Home

Centrale Raad van Beroep, 31-07-2024, ECLI:NL:CRVB:2024:1696, 21/4225 PW

Centrale Raad van Beroep, 31-07-2024, ECLI:NL:CRVB:2024:1696, 21/4225 PW

Gegevens

Instantie
Centrale Raad van Beroep
Datum uitspraak
31 juli 2024
Datum publicatie
23 september 2024
Annotator
ECLI
ECLI:NL:CRVB:2024:1696
Zaaknummer
21/4225 PW

Inhoudsindicatie

Intrekking en terugvordering. Erfenis. Geen ongelijke behandeling met andere Wajongers. Geen strijd met het evenredigheidsbeginsel. Appellante ontving een kleine Wajong-uitkering van ongeveer € 15,- per maand en in aanvulling daarop bijstand. Het college heeft een door appellante ontvangen erfenis als vermogen aangemerkt en in verband daarmee haar bijstand ingetrokken en teruggevorderd. De Raad oordeelt onder meer dat van ongelijke behandeling in vergelijking met Wajongers met een volledige uitkering, die hun vermogen mogen houden, geen sprake is. Verder oordeelt de Raad dat de intrekking van de bijstand niet in strijd is met het evenredigheidsbeginsel.

Uitspraak

21/4225 PW

Centrale Raad van Beroep

Meervoudige kamer

Uitspraak op het hoger beroep tegen de uitspraak van de rechtbank Noord-Nederland van 25 oktober 2021, 20/2241 (aangevallen uitspraak)

Partijen:

[Appellante] te [woonplaats] (appellante)

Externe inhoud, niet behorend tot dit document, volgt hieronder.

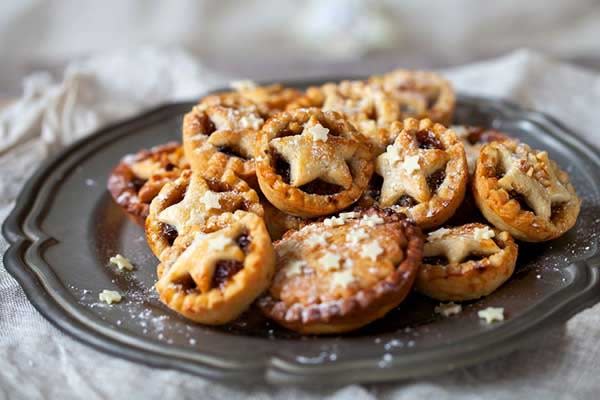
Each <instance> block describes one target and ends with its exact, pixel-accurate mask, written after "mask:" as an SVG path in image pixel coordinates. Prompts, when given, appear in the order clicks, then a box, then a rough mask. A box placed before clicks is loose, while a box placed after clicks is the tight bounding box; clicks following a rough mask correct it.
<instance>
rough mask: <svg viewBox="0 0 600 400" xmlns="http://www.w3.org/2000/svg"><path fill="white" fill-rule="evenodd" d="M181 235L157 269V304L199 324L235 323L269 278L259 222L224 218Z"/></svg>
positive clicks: (252, 217) (269, 277) (274, 254)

het college van burgemeester en wethouders van Westerwolde (college)

Datum uitspraak: 31 juli 2024

Appellante ontving ten tijde hier van belang een kleine Wajong-uitkering van ongeveer € 15,- per maand en in aanvulling daarop bijstand. In geschil is of het college een door appellante ontvangen erfenis terecht als vermogen heeft aangemerkt en in verband daarmee haar bijstand heeft ingetrokken en teruggevorderd. Appellante stelt onder meer dat zij ongelijk behandeld wordt omdat Wajongers met een volledige uitkering hun vermogen mogen houden en zij ook volledig en duurzaam arbeidsongeschikt is. De Raad geeft appellante geen gelijk en laat de terugvordering in stand.

PROCESVERLOOP

Met een besluit van 1 november 2019 heeft het college de bijstand van appellante met ingang van [datum] 2018 ingetrokken. Met een besluit van 20 november 2019 heeft het college de bijstand van appellante over de periode van [datum] 2018 tot en met 30 september 2018 tot een bedrag van € 6.095,69 van haar teruggevorderd. Appellante heeft daartegen bezwaar gemaakt. Het college is met een besluit van 22 juni 2020 (bestreden besluit) bij de intrekking en terugvordering gebleven.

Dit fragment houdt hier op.